Tight Junctions Overview

Characteristics

  • Seal body cavities, restrict the diffusion of membrane components, important in maintaining barrier integrity in epithelial tissues. It keeps the fluids separated between the epithelial cell layer.

  • they form ring structures around the top of the cells. Rings are connected to adjacent cells rings.

Key Proteins

  • Many integral membrane proteins are involved in tight junctions.

  • Occludin, Claudin, and Tricellulin contribute significantly to forming tight junctions across epithelial cells.

    • Occludin and Claudin are highly studied

    • Tricellulin appears where three cells tight junctions meet

    • Junction Adhesion Molecules (JAM) so involved.

Tight Junction Interaction

Adapter Proteins

  • Adapter proteins interact with these proteins in tight junctions including Zona occludens proteins mediate transcellular transport, influencing solute movement between cells.

Gap Junctions

  • Large complexes found in junctions amidst the gaps

  • Facilitate cell communication through connexon channels that allow small molecules and ions to pass between cells.

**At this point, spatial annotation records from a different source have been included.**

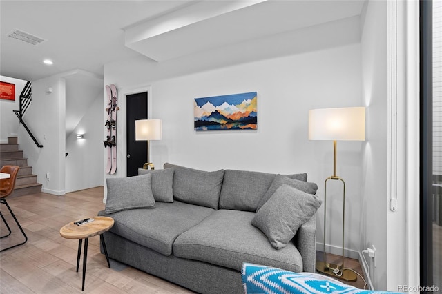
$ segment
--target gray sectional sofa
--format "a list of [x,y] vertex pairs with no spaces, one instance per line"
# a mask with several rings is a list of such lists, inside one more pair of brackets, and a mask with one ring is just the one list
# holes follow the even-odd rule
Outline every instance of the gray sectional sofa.
[[107,179],[110,258],[198,293],[242,293],[243,262],[314,271],[318,186],[307,174],[165,164]]

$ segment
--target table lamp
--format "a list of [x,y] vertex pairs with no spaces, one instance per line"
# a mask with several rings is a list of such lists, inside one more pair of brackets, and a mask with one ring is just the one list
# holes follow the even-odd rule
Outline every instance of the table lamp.
[[139,119],[135,121],[135,141],[147,141],[147,162],[143,165],[143,168],[151,170],[155,166],[151,162],[151,148],[149,141],[161,140],[161,119]]
[[[336,175],[337,141],[365,140],[365,108],[314,109],[309,112],[309,139],[333,141],[333,175],[324,184],[324,248],[323,261],[316,262],[316,271],[349,282],[356,281],[357,276],[351,271],[344,271],[344,224],[345,216],[345,182]],[[327,183],[329,179],[343,183],[343,252],[342,264],[328,263],[325,257],[325,224]]]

  • 6 protein TM connexon units form hemichannels that connect to adjacent cells.

Tunneling Nanotubes

  • Connect adjacent cells and facilitate the transfer of organelles and smaller molecules, enhancing intercellular communication.

Basal Lamina Structure

  • Layers of the basal lamina consist mainly of Type IV collagen, laminin, and nidogen, serving as a foundation for epithelial cells.

  • Mat like structure; sheets of epithelia sit on basal lamina

Laminins

  • Laminins are multi-adhesive proteins critical for the structure of the basal lamina and serve as binding sites for integrins.

  • has a cross like trimer (a, B, y)

  • they self assemble into large structures using their globular domains.

  • C terminal domains allow for binding by cell receptors, including some integrins.

Collagen Structure

  • Collagen forms a triple-helix structure formed from left handed helical proteins and is the most abundant protein in animals, playing a vital role in tissue strength.

  • characteristic glycine-x-y repeats. the bundles form right hand helices.

Connective Tissue

Bone Structure

  • Matrix constitutes the majority of bone with collagen fibrils and calcium phosphate contributing to its structure and strength.

  • cells are dark spots

  • bands contain collagen fibrils

  • calcium phosphate also present

Collagen Bundles

  • Formation of collagen fibers (superstructure) occurs via fibroblasts and osteoblasts, crucial for maintaining connective tissue integrity. Built by:

    • fibroblasts - skin

    • osteoblasts -bone

    • exocytosis

  • Cross linked triple helix

Collagen Synthesis

  • Collagen synthesis involves procollagen production (IC), secretory vesicle formed, and self-assembly into functional fibers.